Hurricane-force winds, surging seas and driving rain lashed western Europe today, leaving at least 13 people dead and more than a million households without power.

Dubbed "Xynthia", the Atlantic storm crashed yesterday against the western coasts of France and Spain, bringing with it a band of foul weather stretching from Portugal to the Netherlands.

Britain, already suffering localised flooding from a previous weather system, was braced was more weather misery.

Gusts of up to 150 kilometres per hour (93 mph) and eight metre (26 foot) waves battered the northern and western coasts of France, flooding inland and sending residents scurrying onto rooftops.

"We have confirmed five deaths in the area of La-Faute-sue-Mer and l'Aiguillon-sur-Mer," said Herve Rose, a government spokesman in the low-lying Vendee region, where flood waters in some coastal towns reached 1.5 metres.

Separately, an 88-year-old woman was found drowned in her home on the island of Oleron in Charentes-Maritime further south, police said.

Two more bodies, that of a 10-year-old boy and of a pensioner, were found in Charentes-Maritime, a regional official said. French authorities had said Saturday that a man was killed by a falling tree in the Pyrenees mountains.

In Spain, regional authorities said Sunday that two men aged 51 and 41 died when the car they were travelling in was hit by a falling tree. An 82-year-old woman was killed Saturday when a wall collapsed in the Galicia region.

Portugal said Saturday that a 10-year-old boy was killed by a falling branch in the northwest of the country.

In France, fallen powerlines caused blackouts for around a million homes across a 500 kilometre (310 mile) swathe of the country from the Brittany peninsula to the highlands of the Massif Central.

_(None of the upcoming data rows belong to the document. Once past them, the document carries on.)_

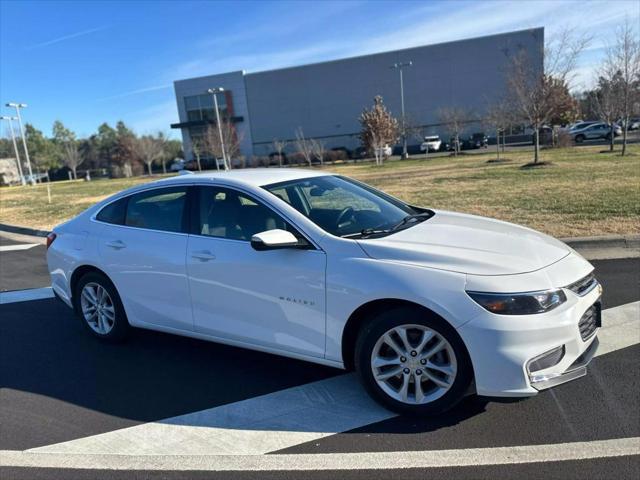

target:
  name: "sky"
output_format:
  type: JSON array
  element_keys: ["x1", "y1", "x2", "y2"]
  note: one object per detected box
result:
[{"x1": 0, "y1": 0, "x2": 640, "y2": 138}]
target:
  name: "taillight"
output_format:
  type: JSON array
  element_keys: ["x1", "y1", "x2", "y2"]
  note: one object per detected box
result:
[{"x1": 47, "y1": 232, "x2": 57, "y2": 250}]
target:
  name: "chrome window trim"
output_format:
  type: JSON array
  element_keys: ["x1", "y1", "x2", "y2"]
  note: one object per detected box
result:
[{"x1": 189, "y1": 182, "x2": 325, "y2": 253}]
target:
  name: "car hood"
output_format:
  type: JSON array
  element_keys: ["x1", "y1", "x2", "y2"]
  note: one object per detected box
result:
[{"x1": 358, "y1": 211, "x2": 571, "y2": 275}]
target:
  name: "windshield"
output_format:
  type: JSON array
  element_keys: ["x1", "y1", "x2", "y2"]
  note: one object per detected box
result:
[{"x1": 264, "y1": 175, "x2": 433, "y2": 238}]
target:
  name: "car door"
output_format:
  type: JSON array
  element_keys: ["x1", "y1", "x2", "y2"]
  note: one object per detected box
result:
[
  {"x1": 96, "y1": 186, "x2": 193, "y2": 330},
  {"x1": 187, "y1": 186, "x2": 326, "y2": 357}
]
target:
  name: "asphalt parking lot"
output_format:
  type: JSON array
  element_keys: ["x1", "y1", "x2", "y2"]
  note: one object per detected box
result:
[{"x1": 0, "y1": 232, "x2": 640, "y2": 479}]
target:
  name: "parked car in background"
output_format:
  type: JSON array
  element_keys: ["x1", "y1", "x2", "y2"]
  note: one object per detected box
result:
[
  {"x1": 440, "y1": 137, "x2": 464, "y2": 152},
  {"x1": 420, "y1": 135, "x2": 442, "y2": 152},
  {"x1": 616, "y1": 117, "x2": 640, "y2": 130},
  {"x1": 462, "y1": 133, "x2": 489, "y2": 150},
  {"x1": 566, "y1": 120, "x2": 601, "y2": 131},
  {"x1": 331, "y1": 147, "x2": 353, "y2": 159},
  {"x1": 47, "y1": 168, "x2": 602, "y2": 415},
  {"x1": 378, "y1": 145, "x2": 393, "y2": 157},
  {"x1": 569, "y1": 122, "x2": 622, "y2": 143}
]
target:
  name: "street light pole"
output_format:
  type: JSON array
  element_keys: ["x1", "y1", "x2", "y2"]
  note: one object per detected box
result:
[
  {"x1": 391, "y1": 61, "x2": 413, "y2": 159},
  {"x1": 207, "y1": 87, "x2": 229, "y2": 170},
  {"x1": 7, "y1": 103, "x2": 33, "y2": 182},
  {"x1": 0, "y1": 116, "x2": 27, "y2": 185}
]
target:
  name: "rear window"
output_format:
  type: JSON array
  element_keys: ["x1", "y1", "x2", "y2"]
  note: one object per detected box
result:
[{"x1": 96, "y1": 198, "x2": 127, "y2": 225}]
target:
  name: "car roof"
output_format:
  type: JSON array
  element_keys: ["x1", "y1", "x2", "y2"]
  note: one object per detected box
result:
[{"x1": 161, "y1": 168, "x2": 332, "y2": 187}]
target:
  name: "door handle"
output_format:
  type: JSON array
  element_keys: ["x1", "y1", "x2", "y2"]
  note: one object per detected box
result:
[
  {"x1": 106, "y1": 240, "x2": 126, "y2": 250},
  {"x1": 191, "y1": 250, "x2": 216, "y2": 262}
]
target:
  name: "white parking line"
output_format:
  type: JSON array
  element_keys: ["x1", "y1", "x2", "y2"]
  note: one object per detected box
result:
[
  {"x1": 0, "y1": 437, "x2": 640, "y2": 472},
  {"x1": 29, "y1": 302, "x2": 640, "y2": 455},
  {"x1": 0, "y1": 287, "x2": 54, "y2": 305},
  {"x1": 0, "y1": 243, "x2": 40, "y2": 253}
]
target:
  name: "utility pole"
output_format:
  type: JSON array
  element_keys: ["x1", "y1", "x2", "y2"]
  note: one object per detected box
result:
[
  {"x1": 207, "y1": 87, "x2": 229, "y2": 170},
  {"x1": 6, "y1": 102, "x2": 34, "y2": 183},
  {"x1": 391, "y1": 61, "x2": 413, "y2": 159},
  {"x1": 0, "y1": 116, "x2": 27, "y2": 185}
]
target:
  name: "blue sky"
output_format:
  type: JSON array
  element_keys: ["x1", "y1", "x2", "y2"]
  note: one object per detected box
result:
[{"x1": 0, "y1": 0, "x2": 640, "y2": 136}]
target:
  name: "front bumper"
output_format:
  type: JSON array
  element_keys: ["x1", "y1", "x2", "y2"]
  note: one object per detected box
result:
[
  {"x1": 458, "y1": 270, "x2": 602, "y2": 397},
  {"x1": 529, "y1": 337, "x2": 600, "y2": 390}
]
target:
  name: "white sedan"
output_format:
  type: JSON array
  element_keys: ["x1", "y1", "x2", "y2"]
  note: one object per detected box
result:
[{"x1": 47, "y1": 169, "x2": 601, "y2": 414}]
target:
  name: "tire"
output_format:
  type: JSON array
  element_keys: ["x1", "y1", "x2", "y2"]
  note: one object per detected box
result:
[
  {"x1": 355, "y1": 307, "x2": 473, "y2": 416},
  {"x1": 73, "y1": 272, "x2": 131, "y2": 342}
]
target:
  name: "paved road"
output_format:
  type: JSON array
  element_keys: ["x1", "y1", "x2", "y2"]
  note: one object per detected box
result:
[
  {"x1": 0, "y1": 243, "x2": 640, "y2": 479},
  {"x1": 0, "y1": 236, "x2": 50, "y2": 292}
]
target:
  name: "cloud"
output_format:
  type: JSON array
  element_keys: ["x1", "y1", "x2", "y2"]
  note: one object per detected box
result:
[
  {"x1": 166, "y1": 0, "x2": 638, "y2": 91},
  {"x1": 127, "y1": 99, "x2": 179, "y2": 138},
  {"x1": 26, "y1": 26, "x2": 109, "y2": 50},
  {"x1": 97, "y1": 83, "x2": 172, "y2": 102}
]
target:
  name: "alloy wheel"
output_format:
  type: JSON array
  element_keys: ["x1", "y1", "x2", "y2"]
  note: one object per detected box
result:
[
  {"x1": 371, "y1": 324, "x2": 457, "y2": 405},
  {"x1": 80, "y1": 282, "x2": 116, "y2": 335}
]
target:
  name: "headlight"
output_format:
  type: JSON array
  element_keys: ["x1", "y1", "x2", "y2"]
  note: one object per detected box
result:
[{"x1": 467, "y1": 289, "x2": 567, "y2": 315}]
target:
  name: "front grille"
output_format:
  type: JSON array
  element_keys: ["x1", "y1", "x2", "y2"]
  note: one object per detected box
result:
[
  {"x1": 565, "y1": 273, "x2": 598, "y2": 297},
  {"x1": 578, "y1": 302, "x2": 600, "y2": 342}
]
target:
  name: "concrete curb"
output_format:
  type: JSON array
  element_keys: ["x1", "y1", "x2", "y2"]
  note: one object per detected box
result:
[
  {"x1": 560, "y1": 235, "x2": 640, "y2": 250},
  {"x1": 0, "y1": 223, "x2": 50, "y2": 237}
]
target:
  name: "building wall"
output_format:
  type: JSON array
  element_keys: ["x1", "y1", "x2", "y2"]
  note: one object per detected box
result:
[
  {"x1": 174, "y1": 71, "x2": 253, "y2": 159},
  {"x1": 176, "y1": 28, "x2": 544, "y2": 159}
]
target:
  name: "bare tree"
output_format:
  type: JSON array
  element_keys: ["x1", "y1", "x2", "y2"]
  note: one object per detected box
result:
[
  {"x1": 507, "y1": 29, "x2": 590, "y2": 163},
  {"x1": 438, "y1": 107, "x2": 471, "y2": 156},
  {"x1": 483, "y1": 99, "x2": 513, "y2": 160},
  {"x1": 589, "y1": 73, "x2": 624, "y2": 151},
  {"x1": 62, "y1": 140, "x2": 84, "y2": 180},
  {"x1": 202, "y1": 121, "x2": 243, "y2": 170},
  {"x1": 295, "y1": 127, "x2": 313, "y2": 166},
  {"x1": 191, "y1": 137, "x2": 206, "y2": 172},
  {"x1": 359, "y1": 95, "x2": 398, "y2": 165},
  {"x1": 603, "y1": 18, "x2": 640, "y2": 155},
  {"x1": 311, "y1": 138, "x2": 327, "y2": 165},
  {"x1": 273, "y1": 138, "x2": 289, "y2": 167},
  {"x1": 135, "y1": 135, "x2": 164, "y2": 175},
  {"x1": 156, "y1": 132, "x2": 173, "y2": 174}
]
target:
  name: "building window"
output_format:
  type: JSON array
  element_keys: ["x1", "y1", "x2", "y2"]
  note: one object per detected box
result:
[{"x1": 184, "y1": 92, "x2": 229, "y2": 122}]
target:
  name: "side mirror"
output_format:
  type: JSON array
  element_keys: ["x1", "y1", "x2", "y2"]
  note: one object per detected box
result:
[{"x1": 251, "y1": 228, "x2": 299, "y2": 250}]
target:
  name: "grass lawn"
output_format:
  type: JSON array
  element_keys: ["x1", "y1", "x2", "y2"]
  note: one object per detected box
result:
[{"x1": 0, "y1": 145, "x2": 640, "y2": 237}]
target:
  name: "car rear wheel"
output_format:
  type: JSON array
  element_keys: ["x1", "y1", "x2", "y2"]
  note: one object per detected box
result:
[
  {"x1": 355, "y1": 307, "x2": 473, "y2": 415},
  {"x1": 74, "y1": 272, "x2": 129, "y2": 341}
]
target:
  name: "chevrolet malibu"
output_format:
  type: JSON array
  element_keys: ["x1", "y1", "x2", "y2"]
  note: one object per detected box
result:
[{"x1": 47, "y1": 169, "x2": 601, "y2": 415}]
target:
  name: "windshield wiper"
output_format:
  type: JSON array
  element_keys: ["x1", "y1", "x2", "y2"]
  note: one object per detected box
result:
[
  {"x1": 391, "y1": 212, "x2": 433, "y2": 232},
  {"x1": 340, "y1": 227, "x2": 391, "y2": 238},
  {"x1": 341, "y1": 211, "x2": 433, "y2": 238}
]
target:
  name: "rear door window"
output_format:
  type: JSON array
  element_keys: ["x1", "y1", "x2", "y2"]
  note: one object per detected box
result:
[
  {"x1": 125, "y1": 187, "x2": 187, "y2": 232},
  {"x1": 96, "y1": 198, "x2": 127, "y2": 225}
]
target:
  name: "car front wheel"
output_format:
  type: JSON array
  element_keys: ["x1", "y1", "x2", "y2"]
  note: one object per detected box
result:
[
  {"x1": 355, "y1": 307, "x2": 473, "y2": 415},
  {"x1": 74, "y1": 272, "x2": 129, "y2": 341}
]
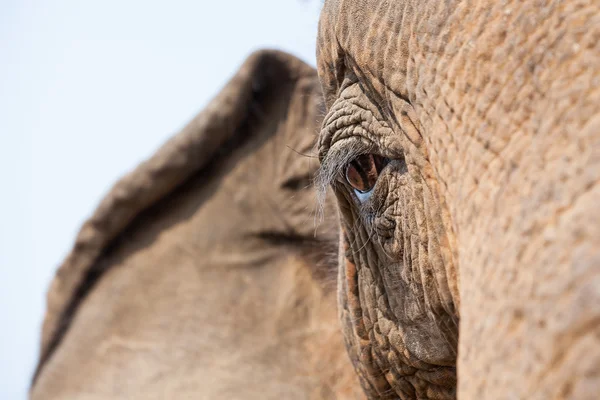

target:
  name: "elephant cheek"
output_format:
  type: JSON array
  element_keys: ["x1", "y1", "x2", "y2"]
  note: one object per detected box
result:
[{"x1": 338, "y1": 235, "x2": 391, "y2": 398}]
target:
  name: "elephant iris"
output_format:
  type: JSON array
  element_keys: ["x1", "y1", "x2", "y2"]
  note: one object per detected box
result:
[{"x1": 346, "y1": 154, "x2": 389, "y2": 202}]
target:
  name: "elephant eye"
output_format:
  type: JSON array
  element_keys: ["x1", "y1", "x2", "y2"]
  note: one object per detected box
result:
[{"x1": 346, "y1": 154, "x2": 389, "y2": 202}]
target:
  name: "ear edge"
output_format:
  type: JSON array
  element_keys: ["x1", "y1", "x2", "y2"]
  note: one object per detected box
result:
[{"x1": 31, "y1": 50, "x2": 316, "y2": 387}]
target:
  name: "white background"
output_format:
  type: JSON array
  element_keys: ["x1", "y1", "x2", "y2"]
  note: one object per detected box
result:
[{"x1": 0, "y1": 0, "x2": 321, "y2": 399}]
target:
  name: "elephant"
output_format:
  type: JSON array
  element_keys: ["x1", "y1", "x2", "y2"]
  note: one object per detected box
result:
[
  {"x1": 30, "y1": 51, "x2": 363, "y2": 400},
  {"x1": 317, "y1": 0, "x2": 600, "y2": 400},
  {"x1": 30, "y1": 0, "x2": 600, "y2": 400}
]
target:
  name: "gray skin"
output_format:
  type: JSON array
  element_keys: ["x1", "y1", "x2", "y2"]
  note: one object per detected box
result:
[{"x1": 317, "y1": 0, "x2": 600, "y2": 400}]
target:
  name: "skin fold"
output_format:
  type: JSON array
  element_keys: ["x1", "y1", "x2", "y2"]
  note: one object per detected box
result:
[
  {"x1": 30, "y1": 51, "x2": 364, "y2": 400},
  {"x1": 30, "y1": 0, "x2": 600, "y2": 400},
  {"x1": 317, "y1": 0, "x2": 600, "y2": 400}
]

Air France announced that 70 flights out of 700 were cancelled from its hub at Paris Charles de Gaulle, as chaos gripped transport networks across western Europe at the end of French school's half-term break.

A major road crossing between France and Spain was closed to heavy goods vehicles, causing a 1,200-vehicle tail back of seven-tonne trucks on the French side of the Pyrenees.

According to a report on Europe 1 radio, wind speeds hit 175 kilometres per hour at the tip of the Eiffel Tower in Paris, but the storm fell short of the record 200-kph levels of the deadly 1999 hurricane.

A hurricane is defined as a storm with winds consistently above 118 kph. The storm developed in the Atlantic off the Portuguese island of Madeira, still reeling from the flash floods sparked by heavy rains that wrecked the centre of the capital Funchal and killed 42 people a week ago.

Powerful winds and heavy rain hit Spain's Canary Islands archipelago late on Friday, with gusts of up to 128 kilometres per hour reported.

The storm swept northeast into northwestern Spain late on Saturday afternoon, where wind gusts reached 147 kph and some 27,000 households were without electricity, regional authorities said.

Rail services were cancelled in Galicia as well as in the northern regions of Asturias, Cantabria, the Basque Country and parts of Castilla y Leon, where the storm left some 63,000 households without power.

In the Basque Country, where power was cut to some 30,000 homes, a construction crane crashed onto a three-storey house Abaltzisketa, causing major damage but no casualties.

"This is a very deep, very intense and very fast-moving storm," Spanish Interior Minister Alfredo Perez Rubalcaba said, warning people to avoid using their cars and taking mountain or sea walks.